Bunların pek çoğunu, geçmişten beri bildiklerini ve ona göre temkinli olduklarını dile getiren Cumhurbaşkanı Erdoğan, devamında şunları söyledi: “Fakat bazen hiç ummadığımız yerlerden darbeler aldığımız da oldu. Paralel ihanet çetesi, bunlardan biriydi. Bu çete, milletimizin çocuklarının rızkından keserek verdiği imkânları, himmetleri, hayır ve hasenatı dünyanın dört bir köşesinde Türkiye karşıtı lobilere peşkeş çekti. Bir çok yerlerde, senato seçimlerinde, milletvekili seçimlerinde onlara bunları parasal yardımla yedirdi. ‘Hizmet’ diyerek, ‘altın nesil’ diyerek devşirilen Anadolu çocukları, bugün dünyanın dört bir yanında ülkemizin ve milletimizin itibarını lekelemek için birer piyon olarak kullanılıyor. Son Amerika ziyaretimizde konferans vermek üzere gittiğimiz binanın önünde gördüğümüz utanç tablosu, bu çetenin artık kimlerin oyuncağı olduğunun en son örneğidir. Bölücü örgütün mensuplarıyla, Ermeni diasporasıyla birlikte hareket etmekten, aynı safta yer almaktan çekinmeyen paralel ihanet çetesinin mensupları, adeta ülkeleriyle hiçbir bağlarının kalmadığını ilan ediyorlardı. Ermeni ASALA örgütünün mensuplarıyla bir aradaydılar, YPG ile bir aradaydılar. Ve orada onların paçavraları önünde orada bize karşı slogan atıyorlardı.”
“KARANLIK ODAKLARLA İŞ TUTAN HERKES, ZAMANI GELİNCE MİLLETİMİZE MUTLAKA HESAP VERECEKTİR”
Aynı şekilde bölücü terör örgütünün siyasi temsilcilerinin de, ülke ülke dolaşarak, terör örgütünün kanlı eylemlerini temize çıkarmaya, canlı bombaları kahraman gibi göstermeye, terörü meşrulaştırmaya çalıştıklarına dikkat çeken Cumhurbaşkanı Erdoğan, “Ana muhalefet partisinin de, bunlara lojistik ve moral destek verdiğini görüyoruz.
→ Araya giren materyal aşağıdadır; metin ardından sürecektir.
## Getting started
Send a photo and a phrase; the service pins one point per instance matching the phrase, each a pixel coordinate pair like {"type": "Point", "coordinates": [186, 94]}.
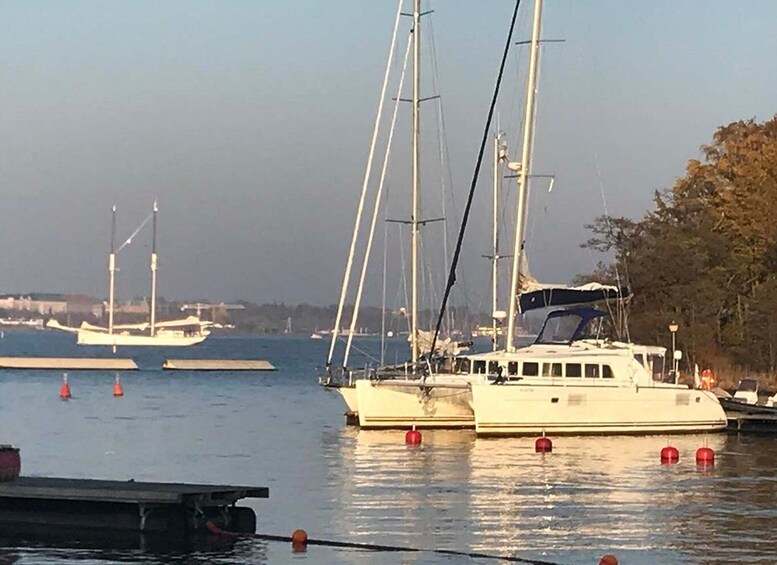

Milletten korktukları için dokunulmazlık konusunda güya bir tavır aldılar. Şimdiden o konuda da su koyuvermeye, işi sulandırmaya, yokuşa sürmeye başladılar. Ancak şunu bir an olsun akıllarından çıkarmasınlar ki; milletimiz yaşanan tutarsızlıkların, girilen kirli ittifakların kaydını hafızasına kaydediyor. Güneşe karşı gözlerini kapayan sadece kendisine gece etmiş olur, olay budur. Karanlık odaklarla iş tutan herkes, zamanı gelince milletimize mutlaka hesap verecektir” şeklinde konuştu.
Siyasete atıldığı ilk günden itibaren Hz. Peygamber’in “İki günü bir birine eşit olan ziyandadır” sözünü kendisine temel bir ilke olarak rehber edinmeye çalıştığını söyleyen Cumhurbaşkanı Erdoğan, 40 yıldır, bu kutlu emri pusula yaparak, her gün millete hizmet etmenin, taş üstüne taş koymaya; millet için hizmet üreten, proje ortaya koyan, gayesi, ideali olan kim varsa desteklemeye, ve önünü açmaya gayret ettiklerini kaydetti.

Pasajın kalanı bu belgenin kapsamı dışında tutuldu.